Il cardinale Giovanni Angelo Becciu è stato condannato a cinque anni e sei mesi di reclusione e ottomila euro di multa con interdizione perpetua dai pubblici uffici dal Tribunale dello Stato della Città del Vaticano. Con la sentenza emessa oggi, dopo 86 udienze, il Tribunale ha definito il giudizio di primo grado del processo a carico di dieci imputati e quattro società per diverse vicende, la principale delle quali riguarda un palazzo di Londra, a Sloane Avenue.
“In ordine a questa – si legge in una nota -, il Tribunale ha ritenuto sussistente il reato di peculato (art. 168 c.p.) in ordine all’uso illecito, perché in violazione delle disposizioni sull’amministrazione dei beni ecclesiastici (ed in particolare del canone 1284 C.I.C.), della somma di 200.500.000 dollari USA, pari a circa un terzo delle disponibilità all’epoca della Segreteria di Stato. Detta somma è stata versata tra il 2013 e il 2014, su disposizione dell’allora Sostituto mons. Giovanni Angelo Becciu, per la sottoscrizione di quote di Athena Capital Commodities, un hedge fund, riferibile a Raffaele Mincione, con caratteristiche altamente speculative e che comportavano per l’investitore un forte rischio sul capitale senza possibilità alcuna di controllo della gestione”.
Il processo in Vaticano del Cardinale Becciu
Il Tribunale ha quindi ritenuto colpevoli del reato di peculato monsignor Becciu e Raffaele Mincione, “che era stato in relazione diretta con la Segreteria di Stato per ottenere il versamento del denaro anche senza che si fossero verificate le condizioni previste, nonché, in concorso con loro, Fabrizio Tirabassi, dipendente dell’Ufficio Amministrazione, ed Enrico Crasso”.
Quanto all’utilizzo successivo della somma, servita – fra l’altro – per l’acquisto della società proprietaria del palazzo di Sloane Avenue e per numerosi investimenti mobiliari, il Tribunale ha ritenuto Raffaele Mincione colpevole del reato di autoriciclaggio (articolo 421-bis c. p.).
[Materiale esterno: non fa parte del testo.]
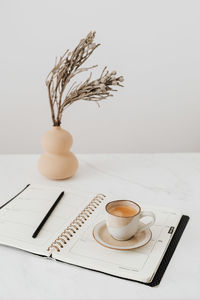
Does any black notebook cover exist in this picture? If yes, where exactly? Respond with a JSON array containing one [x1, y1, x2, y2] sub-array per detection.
[[144, 215, 189, 287], [56, 215, 190, 287], [0, 184, 190, 287]]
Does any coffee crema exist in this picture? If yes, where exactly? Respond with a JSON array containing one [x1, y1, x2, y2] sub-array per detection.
[[109, 205, 137, 217]]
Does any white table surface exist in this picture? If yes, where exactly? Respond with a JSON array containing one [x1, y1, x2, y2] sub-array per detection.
[[0, 153, 200, 300]]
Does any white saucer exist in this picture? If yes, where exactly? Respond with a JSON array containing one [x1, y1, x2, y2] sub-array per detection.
[[93, 221, 152, 250]]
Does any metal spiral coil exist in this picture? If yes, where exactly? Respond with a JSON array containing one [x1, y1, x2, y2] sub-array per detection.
[[47, 194, 106, 252]]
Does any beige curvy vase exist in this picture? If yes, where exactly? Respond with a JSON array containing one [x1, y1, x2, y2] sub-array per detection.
[[38, 126, 78, 179]]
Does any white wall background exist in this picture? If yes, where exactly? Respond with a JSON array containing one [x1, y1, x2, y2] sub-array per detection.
[[0, 0, 200, 153]]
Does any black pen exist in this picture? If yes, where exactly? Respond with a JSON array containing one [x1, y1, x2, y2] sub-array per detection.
[[32, 192, 64, 238]]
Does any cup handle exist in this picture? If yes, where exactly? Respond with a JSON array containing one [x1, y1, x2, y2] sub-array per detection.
[[137, 211, 156, 232]]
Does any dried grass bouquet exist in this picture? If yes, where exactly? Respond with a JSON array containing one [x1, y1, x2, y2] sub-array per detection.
[[46, 32, 124, 126]]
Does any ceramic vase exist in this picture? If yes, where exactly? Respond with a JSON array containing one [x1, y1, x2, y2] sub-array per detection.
[[38, 126, 78, 180]]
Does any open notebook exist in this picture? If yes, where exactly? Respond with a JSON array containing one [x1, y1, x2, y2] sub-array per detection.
[[0, 184, 189, 286]]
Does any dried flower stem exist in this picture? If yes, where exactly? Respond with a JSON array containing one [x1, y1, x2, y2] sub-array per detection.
[[46, 32, 124, 126]]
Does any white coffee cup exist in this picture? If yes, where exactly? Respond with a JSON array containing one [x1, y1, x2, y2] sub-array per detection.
[[105, 200, 156, 241]]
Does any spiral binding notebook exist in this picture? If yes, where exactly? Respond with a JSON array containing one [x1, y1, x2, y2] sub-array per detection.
[[0, 185, 189, 286]]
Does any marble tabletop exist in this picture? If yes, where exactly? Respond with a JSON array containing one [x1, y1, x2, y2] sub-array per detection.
[[0, 153, 200, 300]]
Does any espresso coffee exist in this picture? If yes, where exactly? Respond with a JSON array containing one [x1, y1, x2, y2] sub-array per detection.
[[109, 205, 137, 217]]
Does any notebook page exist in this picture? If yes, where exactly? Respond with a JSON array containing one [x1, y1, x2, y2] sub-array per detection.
[[53, 199, 181, 282], [0, 184, 97, 256], [0, 185, 72, 255]]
Ha invece escluso la responsabilità di monsignor Becciu, Enrico Crasso Enrico e Fabrizio Tirabassi in ordine agli altri reati di peculato loro contestati perché il fatto non sussiste, “non avendo più la Segreteria di Stato la disponibilità del denaro una volta che esso era stato versato per sottoscrivere le quote del fondo”.